Dompter la bête, je suis encore loin d’y être parvenu. La bête, au 21e siècle, c’est le téléphone portable, le smartphone.
Mon but est celui de tout le monde : n’utiliser le portable que de façon mesurée et raisonnée – en gros, cesser l’usage compulsif, le réflexe conditionné qui nous fait sortir le téléphone de la poche pour un oui pour un non, au moindre prétexte. Plus facile à dire qu’à faire.
Aujourd’hui plus personne ne doute qu’il y a un problème avec le smartphone. On le reconnaît d’autant plus volontiers lorsqu’il est question des jeunes : toujours la tête sur leur écran, accros aux réseaux sociaux qui les rendent malheureux et à côté de la plaque. Pourtant, si l’on commence à regarder les adultes de plus près, on s’aperçoit que le tableau n’est pas bien différent…

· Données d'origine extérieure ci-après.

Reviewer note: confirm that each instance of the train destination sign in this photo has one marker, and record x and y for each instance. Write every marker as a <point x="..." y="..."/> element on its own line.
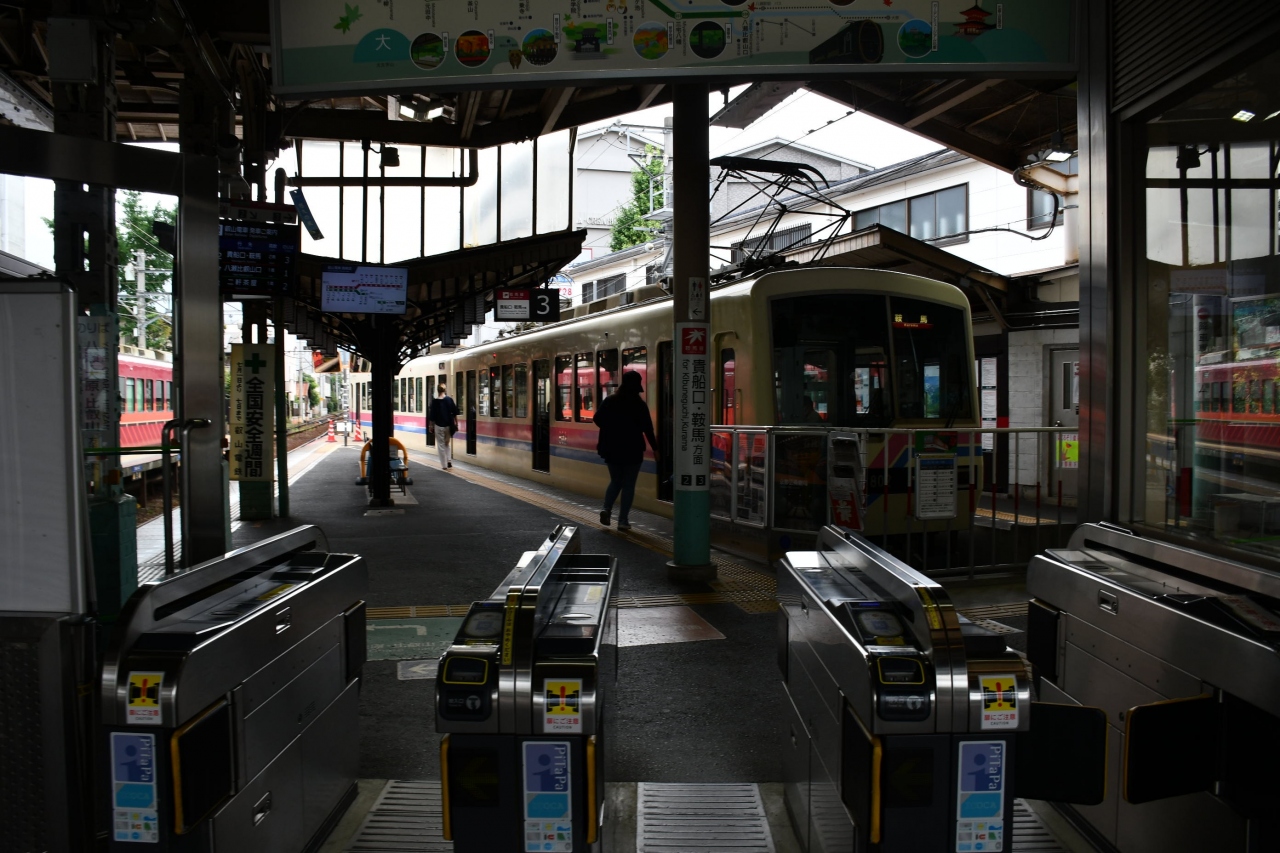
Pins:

Il suffit de prendre les transports publics : dans le bus ou le tram, les trois quarts des passagers (si ce n’est plus) ont le nez dans leur portable, et j’en fais partie. Certains diront qu’avant les gens avaient tous le nez dans un livre ou le journal – et c’est vrai que beaucoup lisent leur journal sur le téléphone (moi-même j’ai les applis de deux grands quotidiens). Mais les livres et les journaux ne sont que ça, des textes que l’on referme une fois lus… La toute-puissance du portable, c’est qu’on ne le referme jamais : on déroule sans cesse, on scrolle sans fin. Il n’y a pas de fin, il n’y a pas de pause.
Pourquoi le smartphone est-il un tel danger pour l’homme ? Justin Smith-Ruiu l’a écrit admirablement dans son grand livre The internet is not what you think it is (ma traduction):
« Cet appareil a globalement intégré bien des choses que nous faisions et a transformé ces choses en divers moyens de s’imposer universellement : l’utilité est devenue compulsive. […] La condensation d’une telle part de nos vies dans un seul appareil, le passage de presque tout ce que nous faisons à travers un seul portail technologique. » Il ne sera pas facile de nous sortir de ce mauvais pas.